Risks associated with holding a stablecoin:

Non-functioning algorithmic stabilization mechanism – The value of an algorithmic stablecoin is guaranteed not by collateral but by a system regulating its supply and demand. While most of the time this algorithm is able to do its job successfully, there are also cases where it stops working and the stablecoin loses its link to the fiat currency. For example, this happened in May 2022 with a stablecoin called TerraUSD, which lost its peg to the dollar, leading to a ‘stablecoin run’ – as the peg disappeared, people started to sell virtual currency en masse and its value dropped significantly. Because of this risk, an algorithmic stablecoin is generally considered riskier than asset-backed money. Therefore, before investing in stable currencies, it is important to verify their business continuity.

Asset-backed stablecoin risk – before investing in an asset-backed stablecoin, it is important to ensure the safety of the collateral portfolio, as stable currencies may be backed by assets of varying quality. The safest can be considered to be a one-to-one fiat currency-backed stablecoin, where the value of the collateral is expected to fluctuate the least. In the case of a stablecoin backed by other assets, such as bonds, commodities or virtual currencies, there is a risk that the value of a large part of the collateral will change and, therefore, the stablecoin will lose its peg to the currency, which could lead to a ‘stablecoin run’. The risk of a change in the value of the collateral can be considered particularly relevant in the event of a stablecoin backed by cryptocurrencies, where even one-to-one collateral may be insufficient to maintain stability.

As stablecoin is generally an unregulated asset, investors’ confidence that the currency is backed by sufficient collateral is often based on trust alone. It is likely that the issuer of the stablecoin will give the impression that the currency is backed one-to-one by some currency or other asset, but in reality there are far fewer collaterals. It is also possible that the collateral may be subject to a variety of unfavourable transactions, which may result in a decline in both the liquidity and the value of the collateral.

Cyber risks – As with other virtual currencies, there is a risk inherent in the underlying system of the stablecoin. For example, there may be attacks against virtual wallet providers with the aim of stealing assets.

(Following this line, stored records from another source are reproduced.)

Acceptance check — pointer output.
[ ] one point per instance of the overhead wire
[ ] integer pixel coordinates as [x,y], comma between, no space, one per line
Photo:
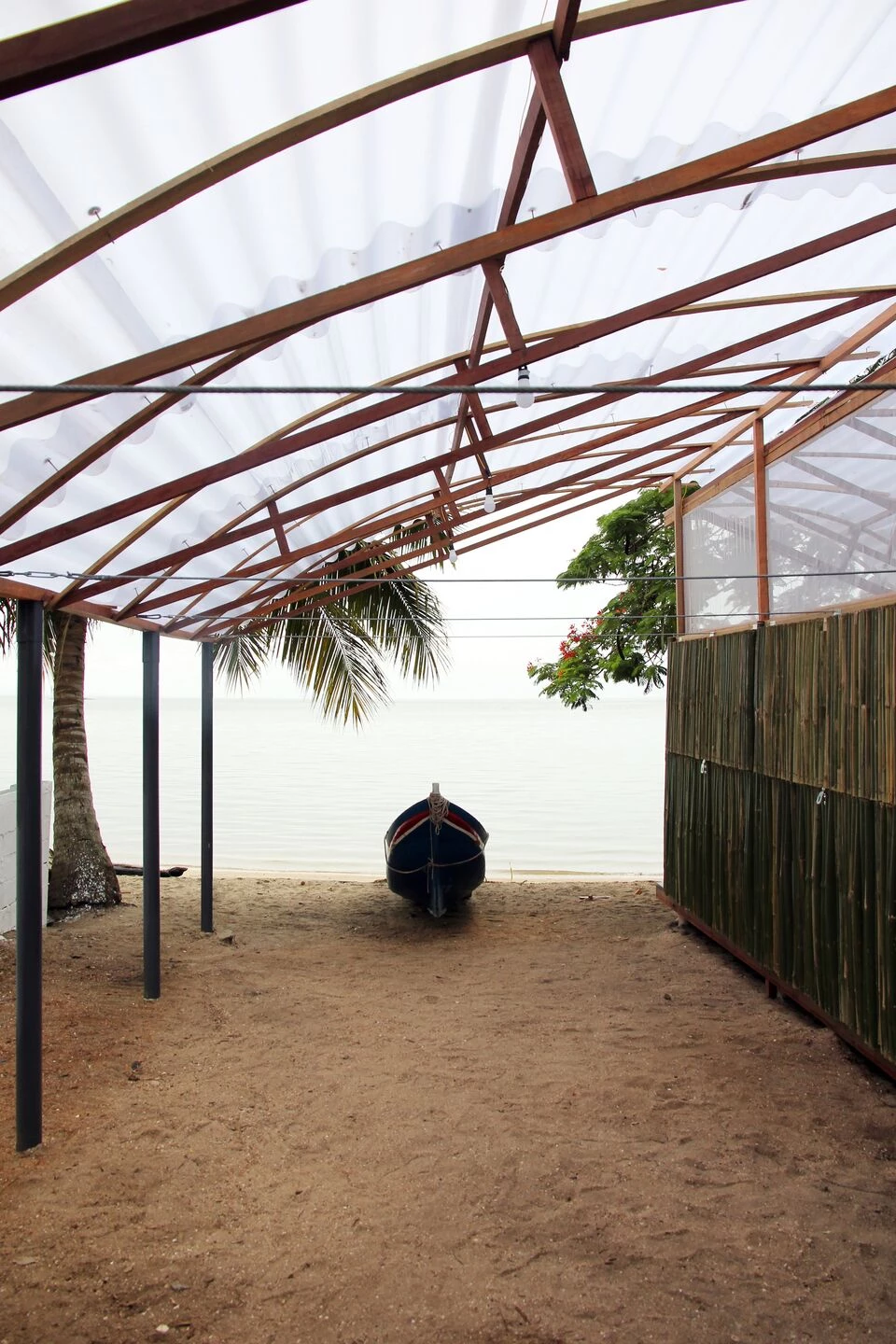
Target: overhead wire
[437,388]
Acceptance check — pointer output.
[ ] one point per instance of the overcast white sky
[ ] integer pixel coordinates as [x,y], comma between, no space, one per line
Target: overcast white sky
[496,628]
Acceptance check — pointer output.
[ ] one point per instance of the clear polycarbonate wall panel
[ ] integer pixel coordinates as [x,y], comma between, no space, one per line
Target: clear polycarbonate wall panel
[721,561]
[832,515]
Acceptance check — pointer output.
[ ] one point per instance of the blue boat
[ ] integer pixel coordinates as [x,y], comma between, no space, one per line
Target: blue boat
[436,854]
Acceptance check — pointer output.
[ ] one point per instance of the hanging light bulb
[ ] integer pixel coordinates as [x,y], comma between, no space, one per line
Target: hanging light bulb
[525,394]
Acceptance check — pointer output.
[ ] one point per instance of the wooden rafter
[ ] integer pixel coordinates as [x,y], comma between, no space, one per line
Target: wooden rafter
[551,420]
[826,362]
[337,113]
[290,317]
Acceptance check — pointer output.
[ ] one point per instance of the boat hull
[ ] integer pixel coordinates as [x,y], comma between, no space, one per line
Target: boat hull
[436,861]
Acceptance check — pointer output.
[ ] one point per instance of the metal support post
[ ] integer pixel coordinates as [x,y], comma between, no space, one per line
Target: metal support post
[761,504]
[152,913]
[681,610]
[28,879]
[207,790]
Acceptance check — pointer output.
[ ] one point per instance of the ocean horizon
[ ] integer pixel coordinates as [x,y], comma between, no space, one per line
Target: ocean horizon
[560,791]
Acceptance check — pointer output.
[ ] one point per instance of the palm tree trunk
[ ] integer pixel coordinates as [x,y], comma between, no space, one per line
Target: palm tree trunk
[81,873]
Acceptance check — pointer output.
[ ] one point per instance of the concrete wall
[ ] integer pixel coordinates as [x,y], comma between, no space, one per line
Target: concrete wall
[8,852]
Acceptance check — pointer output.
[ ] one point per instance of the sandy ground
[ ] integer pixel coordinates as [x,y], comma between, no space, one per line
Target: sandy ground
[551,1118]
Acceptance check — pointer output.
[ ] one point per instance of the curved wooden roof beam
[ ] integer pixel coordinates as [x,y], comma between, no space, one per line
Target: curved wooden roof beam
[290,317]
[500,477]
[495,522]
[363,417]
[337,113]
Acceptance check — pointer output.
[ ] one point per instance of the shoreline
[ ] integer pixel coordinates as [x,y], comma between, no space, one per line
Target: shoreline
[519,875]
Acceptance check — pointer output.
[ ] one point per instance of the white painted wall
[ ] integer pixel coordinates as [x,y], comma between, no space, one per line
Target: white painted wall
[8,852]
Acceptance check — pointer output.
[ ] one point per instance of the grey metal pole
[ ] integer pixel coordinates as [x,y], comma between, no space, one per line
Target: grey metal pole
[28,880]
[152,913]
[207,790]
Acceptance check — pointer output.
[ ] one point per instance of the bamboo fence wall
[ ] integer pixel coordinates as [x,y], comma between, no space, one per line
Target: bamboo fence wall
[780,805]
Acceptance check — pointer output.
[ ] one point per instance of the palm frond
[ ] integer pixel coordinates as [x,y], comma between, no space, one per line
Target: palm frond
[241,660]
[404,620]
[330,653]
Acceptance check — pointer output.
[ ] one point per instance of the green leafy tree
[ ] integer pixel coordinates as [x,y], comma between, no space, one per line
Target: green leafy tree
[626,640]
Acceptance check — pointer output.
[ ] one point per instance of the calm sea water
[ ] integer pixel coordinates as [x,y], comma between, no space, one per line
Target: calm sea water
[558,791]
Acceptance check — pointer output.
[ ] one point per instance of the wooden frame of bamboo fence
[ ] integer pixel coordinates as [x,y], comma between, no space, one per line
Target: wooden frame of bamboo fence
[774,986]
[780,811]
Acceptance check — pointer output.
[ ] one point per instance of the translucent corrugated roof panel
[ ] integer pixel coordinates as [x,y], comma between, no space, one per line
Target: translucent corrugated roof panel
[277,216]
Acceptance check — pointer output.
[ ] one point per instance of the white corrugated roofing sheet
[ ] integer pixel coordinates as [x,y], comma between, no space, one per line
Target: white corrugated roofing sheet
[392,186]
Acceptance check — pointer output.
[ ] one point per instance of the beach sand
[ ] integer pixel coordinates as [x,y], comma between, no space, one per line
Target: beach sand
[553,1118]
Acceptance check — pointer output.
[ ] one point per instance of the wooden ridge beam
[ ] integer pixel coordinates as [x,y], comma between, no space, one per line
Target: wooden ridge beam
[495,522]
[501,477]
[337,113]
[555,417]
[119,33]
[290,317]
[546,67]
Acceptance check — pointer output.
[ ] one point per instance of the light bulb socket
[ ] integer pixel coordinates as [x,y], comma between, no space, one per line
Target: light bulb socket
[525,394]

There is also a risk that it could be manipulated by the stablecoin administrator. There is also the possibility that something will happen at the blockchain level, on which the stablecoin operates.

Stablecoin investment risk – The stablecoin is widely used on DeFi platforms to deposit it with the aim of earning interest. While the interest rates on deposits on these platforms can often be temptingly high and the loans they provide are over-guaranteed, there are various financial stability and cybersecurity risks associated with these protocols. More information about these is available in the section concerning the DeFi system  of the Finantsinspektsioon. 

Future of stablecoins

There are a number of areas where the wider adoption of the stablecoin could be beneficial in the future. For example, one of the objectives of decentralised transfer mechanisms in the stablecoin is to make daily financial transactions quicker and more favourable, in turn, making financial services available to more people. According to a report by the Bank for International Settlements (BIS), a financial system based on ‘smart contracts’ and stable currencies would also facilitate transactions, for example, on the Internet of Things. 

However, the legal status of the different stable currencies needs to be clearly defined, and the concept of a stable virtual currency needs to be specified, before a more widespread adoption of the stablecoin can be encouraged. In particular, the addition of a clear legal framework would give a sense of security to consumers and reduce the associated risk of money laundering. There is reason to believe that the entry into force of the MiCA will lead to greater legal clarity in the EU on the treatment of stablecoins. The potential for central bank-issued digital currencies (CBDCs) to fulfil the functions of the stablecoin while being more transparent and centrally managed also needs to be analysed.